To solve other systems of equations by elimination, we’ll need to rewrite both equations to eliminate a variable. For example, consider the system below.
3x-9y=6
2x-2y=8
We could multiply the first equation by -2 and the second equation by 3 to allow us to eliminate x when we add the equations. Let’s use this process to solve the system by elimination.
| Step | Equations |
|---|---|
| 1. Determine which variable will be eliminated. If necessary, rewrite one or both equations to make the coefficients of that variable additive inverses. | {\color{red}{-2}}(3x-9y)={\color{red}{-2}}(6) -6x + 18y = -12 {\color{red}{3}}(2x-2y)={\color{red}{3}}(8) 6x - 6y = 24 |
| 2. Combine the equations using addition.

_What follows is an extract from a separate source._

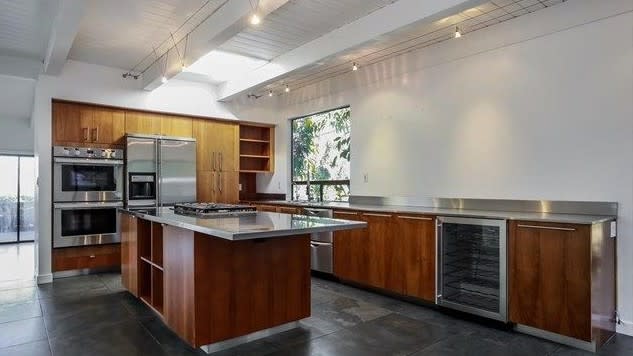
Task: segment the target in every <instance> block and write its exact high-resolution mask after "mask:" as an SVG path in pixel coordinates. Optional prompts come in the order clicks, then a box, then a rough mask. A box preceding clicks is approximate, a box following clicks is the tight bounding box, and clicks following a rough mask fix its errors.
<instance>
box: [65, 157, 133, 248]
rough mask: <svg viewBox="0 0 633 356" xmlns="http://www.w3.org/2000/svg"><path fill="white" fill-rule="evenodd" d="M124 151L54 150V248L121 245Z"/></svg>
mask: <svg viewBox="0 0 633 356" xmlns="http://www.w3.org/2000/svg"><path fill="white" fill-rule="evenodd" d="M123 168H124V163H123V150H120V149H92V148H84V147H79V148H74V147H61V146H56V147H54V148H53V247H54V248H60V247H70V246H84V245H101V244H110V243H118V242H120V241H121V240H120V237H119V235H118V226H119V221H118V214H117V209H118V208H120V207H122V206H123V186H124V184H125V182H124V180H123Z"/></svg>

The new equation should have only one remaining variable. | -6x + 18y + 6x - 6y = -12 + 24 (-6x + 6x) + (18y - 6y) = 12 12y = 12 |
| 3. Solve the new equation for the remaining variable. | 12y \div 12= 12 \div 12 y = 1 |
| 4. Substitute the value for that variable into one of the original equations and solve. | 2x-2y=8 2x-2({\color{red}{1}})=8 2x-2=8 2x=10 x=5 |
| 5. Check your work by graphing or substitution. | 3x-9y=6 3({\color{red}{5}})-9({\color{red}{1}})=6 15-9=6 6=6 |
More Complex Systems of Equations with Multiplication
Finally, we’ll encounter systems where we need to rewrite equations more extensively to eliminate a variable. For example, consider the system below.
3x=4y-2
5x-2y=6
Before we add these equations, we need to move the y term to the opposite side of the equals sign in the first equation and multiply the second equation by -2.
3x - 4y =4y-2 - 4y \rightarrow 3x - 4y = -2
-2(5x-2y)=-2(6)\rightarrow -10x + 4y = -12
Now, we can eliminate y terms and solve for x.
To summarize, the key to effectively rewriting the equations is selecting the correct factor to multiply one or both equations to create additive inverses. Additive inverses will cancel each other out and thus eliminate that variable when the equations are added.
Solving Systems of Equations by Elimination: Keys to Remember
- We use elimination to eliminate one variable in a two-variable system.
- One or both equations may need to be manipulated to make the coefficients of the same variable additive inverses.
- Since additive inverses sum to zero, adding the equations will eliminate one variable and allow us to solve for the other.
- Once the value of one variable is known, we substitute that value into one of the original equations and solve for the other variable.
- Finally, solutions can be confirmed algebraically or by graphing.